This month marks the fourth anniversary of Kiwi Adventures, a milestone I scarcely imagined when I began the blog way back in 2015. Since then it’s become a driving force in my life as I learn and adventure and write – and from that, I grow as a person.
This year I’ve published a lot less than in previous years, a lot less than I’d have liked. Some months have even passed without a single post. Part of that is the increasing complexity of my articles, but a major factor has been that this year has been an unusually tough one for me, leaving me so mentally and emotionally drained that mustering the effort to write sometimes seems like an insurmountable barrier.
And yet there’s still so many stories I want to tell.
My year of meh began when I took a week from the pressures of my day job for a great road trip south with my bestie. Alas, my Adventurer’s Curse struck and nothing went as planned, leaving me cruising southward on my lonesome. While I ultimately had many great adventures on my solo journey south, the incident poked at old wounds – ideas I thought I’d long since squashed, ideas that suggested a reality where I’m simply not fated to enjoy nice things, a reality where I’d be better off not to waste time seeking to indulge myself.
In February, my life was turned upside down when my Mum had a serious medical event – completely without warning. One day she was active, making art, coordinating the family, the next she was in the ICU and I had no idea if I’d ever talk to her again.
So my next “holiday” was spent in Christchurch as I wandered the banks of the Avon between sessions at her bed side, hoping against hope that she’d wake up as the same person that I knew.
Mere weeks after Mum was sent back to Dunedin to continue her recovery the entire country was brought to a standstill by the terror attack at the mosque, once again upending the safe world I thought I inhabited.
But perhaps I shouldn’t dwell so much on the bad. This year has brought good things too.
Mum is recovering and starting to seem like her old self again. The injury to her brain has affected her speech and writing and movement but miraculously her personality and wit and cognition are still in tact. I am so, so proud of the progress she has made, and her good humour in the face of adversity.
She has a new granddaughter and I a new niece, proving that life continues even when the world seems most grim.
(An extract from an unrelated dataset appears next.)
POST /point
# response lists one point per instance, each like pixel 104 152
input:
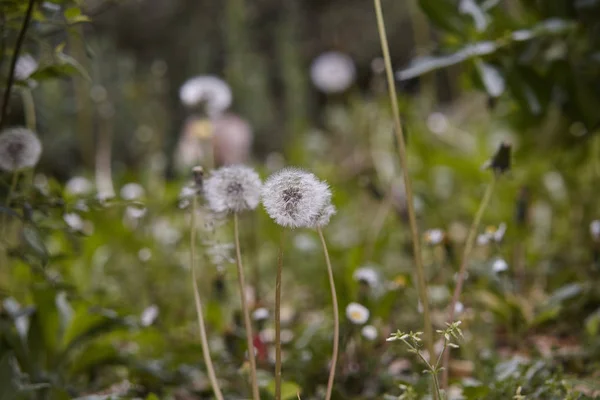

When it comes to adventures, I may not have surpassed myself in quantity but I have made some strides in quality. I completed my first multi day trek walking the Kepler with my Wellness Walker companions. This is an important step for me, as there are some remote adventures on my List that require daring hikes into the wilderness.
Last year I commented that I’d almost adventured over every region of the South Island but Nelson. Perhaps this year I could have made it a clean sweep if not for the fact that I broadened my horizons and ventured to the North Island for the first time in a decade.
The north has many intriguing things to offer, and I’m still astonished at the sheer variety of wonders our small country has on offer. The thermal springs of Rotorua were charming, but the most meaningful stop for me had to be the place that my family holidayed when I was a child. Conventional wisdom says you can never go back, yet Pakuratahi seemed frozen in time, an island of my childhood to which I could anchor myself in a time of uncertainty.
Home again, and even right outside my door adventure beckoned. I explored my own neighbourhood and in partnership with Wellness Walkers Trust I lead two tours of Caversham, each attended by just shy of fifty people. It’s heartening to know that even as so many decry New Zealand history as “boring”, there’s still so much interest in our local heritage.
That brings me to today. Something drastic was required to get me out of my 2019 rut, so I’ve seized upon an intention I’ve had for at least two years, and taken myself away from the complications and responsibilities of my life in New Zealand to the tiny nation of Niue. Here in the Red House of Avatele I hope to find the time to catch up on my reading, writing and adventuring. Best news yet – no sign of the Adventurer’s Curse!
Looking to the future, I have begun to make concrete plans once more as I emerge from this time of uncertainty. I have two grand adventures planned which I hope will eventuate over the next year – one to seek my earliest New Zealand ancestors in Taranaki, and another very ambitious adventure to the USA and Europe, for reasons I hope you’ll stick around to learn.
This blog is about place, and in the end it seems so much comes down to that very thing. When my world is crumbling around me I can seek refuge in the place of my childhood, or the place of my ancestors, or perhaps a place that allows me to throw off all such ties. The common thread is that each sort of place connects me with something greater than myself, with what has gone before, and with the promise of a future.
Readers, what place is your anchor? Where do you go in times of trouble, to connect with the past and the future?